An Olympic medal is their only ticket out of an 18-month mandatory military service.
“I know it's true that if we earn a medal the Korean government will exempt us from serving military,” Kim said through an interpreter. “But I don't really focus or think about the service in the military. My only goal is to win the championship and get a medal and be honored.”
The Tokyo Olympics might not be their last chance.
Both are young enough — Im is 23, Kim is 26 — that they could get another crack at a medal in Paris three years from now. But that's assuming they qualify. Kim was in a close competition with K.H. Lee for the second Olympic spot that wasn't decided until the final week.
Both also know the effect of walking away from the game for up to two years.
Sangmoon Bae, a two-time winner on the PGA Tour, played in the Presidents Cup in 2015 before a home crowd in South Korea. That was his final event before he had to enlist.
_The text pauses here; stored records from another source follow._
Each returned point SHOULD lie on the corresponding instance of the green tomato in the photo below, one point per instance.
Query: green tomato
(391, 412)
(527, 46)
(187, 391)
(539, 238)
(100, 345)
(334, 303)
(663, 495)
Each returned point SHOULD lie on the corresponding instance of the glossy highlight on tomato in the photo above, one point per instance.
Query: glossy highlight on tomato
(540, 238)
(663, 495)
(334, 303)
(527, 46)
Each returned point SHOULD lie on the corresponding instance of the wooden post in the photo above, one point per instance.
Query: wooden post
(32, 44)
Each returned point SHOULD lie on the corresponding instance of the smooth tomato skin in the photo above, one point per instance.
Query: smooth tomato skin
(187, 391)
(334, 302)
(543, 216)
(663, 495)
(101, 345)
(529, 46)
Bae won a Korn Ferry Tour event a year after he got out to earn back his full card. Since then, he has missed the cut in half of his tournaments and is No. 958 in the world.
“I've kind of lost my feel how to play golf,” Bae said in a 2019 interview. “Not how to swing — I forgot how to play golf.”
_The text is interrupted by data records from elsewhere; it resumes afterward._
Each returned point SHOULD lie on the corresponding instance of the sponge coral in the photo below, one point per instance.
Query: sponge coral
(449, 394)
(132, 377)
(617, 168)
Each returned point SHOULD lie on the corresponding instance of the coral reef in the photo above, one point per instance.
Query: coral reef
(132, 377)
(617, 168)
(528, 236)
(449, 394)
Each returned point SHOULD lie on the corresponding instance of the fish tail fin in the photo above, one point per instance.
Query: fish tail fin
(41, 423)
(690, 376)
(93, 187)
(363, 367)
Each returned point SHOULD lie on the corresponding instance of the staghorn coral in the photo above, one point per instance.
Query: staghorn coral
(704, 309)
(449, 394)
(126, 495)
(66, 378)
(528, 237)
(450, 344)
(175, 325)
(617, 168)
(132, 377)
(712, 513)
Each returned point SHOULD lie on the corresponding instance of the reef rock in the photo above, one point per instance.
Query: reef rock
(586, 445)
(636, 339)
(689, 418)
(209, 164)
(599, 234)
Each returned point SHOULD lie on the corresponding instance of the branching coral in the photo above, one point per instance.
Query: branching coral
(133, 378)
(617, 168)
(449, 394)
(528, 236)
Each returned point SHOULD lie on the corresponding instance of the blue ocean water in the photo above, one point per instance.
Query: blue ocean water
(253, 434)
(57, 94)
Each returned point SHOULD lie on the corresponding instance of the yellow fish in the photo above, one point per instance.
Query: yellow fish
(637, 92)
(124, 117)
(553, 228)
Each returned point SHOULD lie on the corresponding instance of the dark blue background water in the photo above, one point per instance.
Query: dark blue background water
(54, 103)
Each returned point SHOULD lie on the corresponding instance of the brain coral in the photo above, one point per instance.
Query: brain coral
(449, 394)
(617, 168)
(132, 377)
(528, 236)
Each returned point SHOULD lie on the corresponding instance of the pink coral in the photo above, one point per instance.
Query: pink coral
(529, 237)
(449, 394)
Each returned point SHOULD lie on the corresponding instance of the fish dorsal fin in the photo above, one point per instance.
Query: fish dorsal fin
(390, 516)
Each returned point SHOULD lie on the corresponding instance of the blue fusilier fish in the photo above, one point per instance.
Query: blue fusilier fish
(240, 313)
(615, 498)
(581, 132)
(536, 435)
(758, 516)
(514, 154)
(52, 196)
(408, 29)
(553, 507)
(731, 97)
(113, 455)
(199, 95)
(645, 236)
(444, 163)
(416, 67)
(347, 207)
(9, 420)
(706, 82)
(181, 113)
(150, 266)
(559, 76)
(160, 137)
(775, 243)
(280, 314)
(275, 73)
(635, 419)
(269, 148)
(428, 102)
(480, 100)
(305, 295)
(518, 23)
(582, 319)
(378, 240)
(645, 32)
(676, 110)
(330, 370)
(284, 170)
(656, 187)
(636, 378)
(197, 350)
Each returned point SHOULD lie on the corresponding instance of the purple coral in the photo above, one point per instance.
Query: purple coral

Seung-yul Noh, another PGA Tour winner, started his military stint in 2018. Since his return — six events before the COVID-19 pandemic shut down golf for three months — he has made it to the weekend three times in 14 starts on the tour, with only one finish inside the top 50.
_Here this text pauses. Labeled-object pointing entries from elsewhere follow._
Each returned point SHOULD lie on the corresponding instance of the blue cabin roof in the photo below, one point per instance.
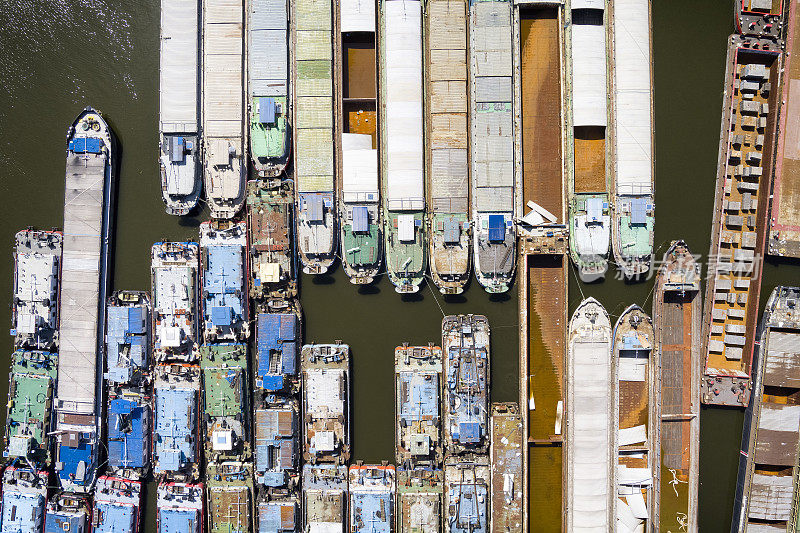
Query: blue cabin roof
(176, 414)
(126, 342)
(127, 445)
(22, 512)
(277, 349)
(178, 521)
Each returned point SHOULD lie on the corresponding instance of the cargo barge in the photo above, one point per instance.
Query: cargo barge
(635, 363)
(357, 142)
(418, 373)
(767, 492)
(677, 306)
(446, 150)
(268, 102)
(491, 116)
(465, 344)
(37, 269)
(591, 459)
(587, 146)
(740, 219)
(326, 402)
(632, 131)
(313, 133)
(401, 142)
(178, 117)
(224, 109)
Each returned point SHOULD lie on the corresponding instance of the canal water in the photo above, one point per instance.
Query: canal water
(60, 55)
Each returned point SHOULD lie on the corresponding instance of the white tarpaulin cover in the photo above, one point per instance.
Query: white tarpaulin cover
(589, 75)
(632, 97)
(402, 20)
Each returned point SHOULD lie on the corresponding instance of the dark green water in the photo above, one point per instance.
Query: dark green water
(56, 56)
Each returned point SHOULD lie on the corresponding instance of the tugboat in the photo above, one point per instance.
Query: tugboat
(418, 371)
(180, 508)
(37, 268)
(326, 402)
(24, 499)
(117, 505)
(465, 339)
(270, 226)
(30, 399)
(225, 308)
(174, 287)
Just another tournament? Im's and Kim's actions say otherwise. The Olympics meant enough to both that they withdrew from the British Open to prepare for the men's golf competition, which starts Thursday.
Im flew home to South Korea on July 14 and came to Tokyo nine days later. He wanted to be adjusted to the time change from the U.S.
“I only focus and think about winning the games, not the military problem,” Im said.
For South Korean golfers, the only other exemption is a gold medal in the Asian Games. But that's only for amateurs. Whether a major would be enough to get out of the military isn't known because it hasn't happened. Y.E. Yang had already served before he beat Tiger Woods in the 2009 Championship at Hazeltine.
Im pulled to within one shot of the lead in the final round of the Masters last November until Dustin Johnson pulled away. Would a green jacket from Augusta National have carried the same weight as an Olympic medal if Im had won?
According to Golf Digest, the South Korean government made an exception for the national soccer team at the World Cup in 2002, hosted by South Korea and Japan. The team would receive exemptions by reaching the round of 16. South Korea made it to the semifinals.
The national team at the first World Baseball Classic in 2006 was offered a military exemption for reaching the semifinals. South Korea finished third.
Im would have a realistic chance to finish in the top three at any tournament.
After spending two years on the Japan Golf Tour, he made an immediate impression with a win and a runner-up finish to start the year on the Korn Ferry Tour. He went 3-1-1 in his Presidents Cup debut in 2019 — playing with three partners — and won the Honda Classic a year later.
“I do have experience playing in Japan for two years,” Im said. “And because I have the experience, the condition of the fairway and condition of the green is so good in Japan, so when I am making iron shots that will be no problem to me and I feel so comfortable.”
In some respects, Kim is fortunate to even be in Japan.
He is best known for winning The Players Championship in 2017 — one year after the Olympics in Rio de Janeiro — at age 21. But he was sliding down the world ranking when the pandemic hit and postponed the Tokyo Olympics. That actually helped him.
Kim won The American Express in the California desert in January to move back into the top 50 in the world ranking for the first time since 2018, and that's where he has been hovering.
“Because of COVID situation, my ranking was a little bit down," Kim said. The objective was to work hard and get back “so that I could join the team this year in Olympic games.”